There might be some situations where you would want to crawl a third-party website and perform some actions right from your PHP codebase. For instance, submitting forms, logging into your account, clicking links, etc. to add some degree of automation in your workflow.

Thankfully, there’s one package from Symfony team that got us covered for all such automation. Enter the BrowserKit package.

The BrowserKit Component

Symfony’s BrowserKit component simulates the behavior of a web browser, allowing you to make requests, click on links, and submit forms programmatically.

It lets you do this by providing a Symfony\Component\BrowserKit\HttpBrowser class using which you can create a browser instance and then providing it HttpClient component to it. Let’s see how.

Install BrowserKit and HttpBrowser

The first thing you would need to do is install BrowserKit and HttpBrowser components in your project.

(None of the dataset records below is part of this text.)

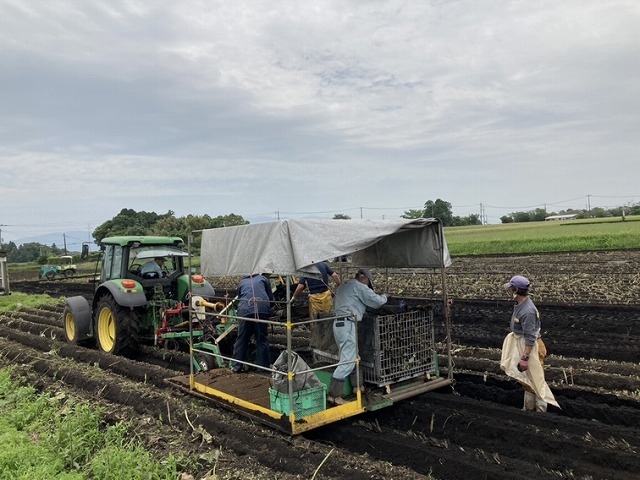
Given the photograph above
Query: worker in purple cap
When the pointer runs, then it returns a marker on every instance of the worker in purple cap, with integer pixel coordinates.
(524, 342)
(351, 300)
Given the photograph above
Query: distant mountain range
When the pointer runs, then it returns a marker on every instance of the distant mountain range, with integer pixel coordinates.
(73, 240)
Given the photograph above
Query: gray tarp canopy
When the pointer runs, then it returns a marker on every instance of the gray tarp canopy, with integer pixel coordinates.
(292, 247)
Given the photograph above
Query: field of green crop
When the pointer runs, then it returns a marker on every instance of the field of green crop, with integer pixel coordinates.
(540, 237)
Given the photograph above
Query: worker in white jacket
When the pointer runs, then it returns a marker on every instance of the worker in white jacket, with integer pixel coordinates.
(351, 300)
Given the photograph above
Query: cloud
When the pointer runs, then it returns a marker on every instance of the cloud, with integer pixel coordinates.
(258, 107)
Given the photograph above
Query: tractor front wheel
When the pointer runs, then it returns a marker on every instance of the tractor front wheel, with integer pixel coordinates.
(116, 327)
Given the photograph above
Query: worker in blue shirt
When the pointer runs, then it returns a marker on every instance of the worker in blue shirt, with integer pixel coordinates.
(351, 300)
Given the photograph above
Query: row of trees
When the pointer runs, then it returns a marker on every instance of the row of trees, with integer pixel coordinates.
(442, 210)
(127, 222)
(540, 214)
(130, 222)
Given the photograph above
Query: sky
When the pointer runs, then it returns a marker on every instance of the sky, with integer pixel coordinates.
(276, 110)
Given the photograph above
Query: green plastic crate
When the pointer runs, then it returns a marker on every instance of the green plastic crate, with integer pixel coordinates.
(305, 402)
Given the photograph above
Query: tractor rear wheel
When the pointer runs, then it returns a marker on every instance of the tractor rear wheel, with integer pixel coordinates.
(116, 327)
(77, 321)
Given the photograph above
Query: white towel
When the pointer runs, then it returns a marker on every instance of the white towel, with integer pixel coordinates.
(512, 351)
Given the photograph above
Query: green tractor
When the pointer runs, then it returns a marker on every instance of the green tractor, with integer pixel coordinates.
(64, 266)
(142, 297)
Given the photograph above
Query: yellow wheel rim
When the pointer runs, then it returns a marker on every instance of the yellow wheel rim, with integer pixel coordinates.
(70, 326)
(106, 329)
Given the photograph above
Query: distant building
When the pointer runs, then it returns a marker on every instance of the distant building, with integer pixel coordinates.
(552, 218)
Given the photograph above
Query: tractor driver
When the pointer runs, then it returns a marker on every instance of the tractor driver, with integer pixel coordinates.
(153, 268)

You can do this using the following commands.

$ composer require symfony/browser-kit

$ composer require symfony/http-client

Creating browser instance

Once installed, you can now create a browser instance using the Symfony\Component\BrowserKit\HttpBrowser to create the client that will make the external HTTP requests like so.

use Symfony\Component\BrowserKit\HttpBrowser;
use Symfony\Component\HttpClient\HttpClient;

$browser = new HttpBrowser(HttpClient::create());

Now, you are all set to crawl external websites and perform actions over them.

Submitting forms

Once the browser instance is created, you can use it as a “virtual browser” to navigate through the website. For instance, you can visit the site by using the request() method, click a link using the clickLink() method, or submit a form using the submitForm() method.

So, if you want to simulate login into your GitHub account, you can do it like so.

$browser = new HttpBrowser(HttpClient::create());

$browser->request('GET', 'https://github.com');

// 'Log in' can be the text content, id, value or name of a <button> or <input type="submit">
$browser->clickLink('Sign in');

// the second optional argument lets you override the default form field values
$browser->submitForm('Sign in', ['login' => '...', 'password' => '...']);

// at this point you're logged into your account
// get the current URL now
$githubHome = $browser->getHistory()->current()->getUri();

As you can tell, the browser component interacts with the website content based on the text that this element contains. For instance, it clicks the link with text “Sign in”, Submits a form with form name or button name that contains “Sign in” text.

Notice also that, you can also pass in form parameters by providing an optional second argument to the submitForm method.

Get current page’s content

If you want to get the current page’s content, you can do it like so.

$browser->request('GET', 'https://github.com');

print_r(json_decode($this->browser->getResponse()->getContent()));

Go back and forth in your history

The browser requests also allow you to go back and forward in your history like so.

$browser->request('GET', 'https://github.com');

$browser->clickLink('Issues');

$homePage = $client->back();

$issuesPage = $client->back();

Practical usage

If you want to see the practical usage of this component, check Beyond Code’s fathom-analytics-api package which is the unofficial Fathom Analytics API. They have used BrowserKit to simulate the browser behavior in order to get some nice data out of it.

In closing

There are a lot of use-cases in which you can make use of this amazing package. You can go even further by coupling it with CssSelector and DomCrawler components to get the most out of it.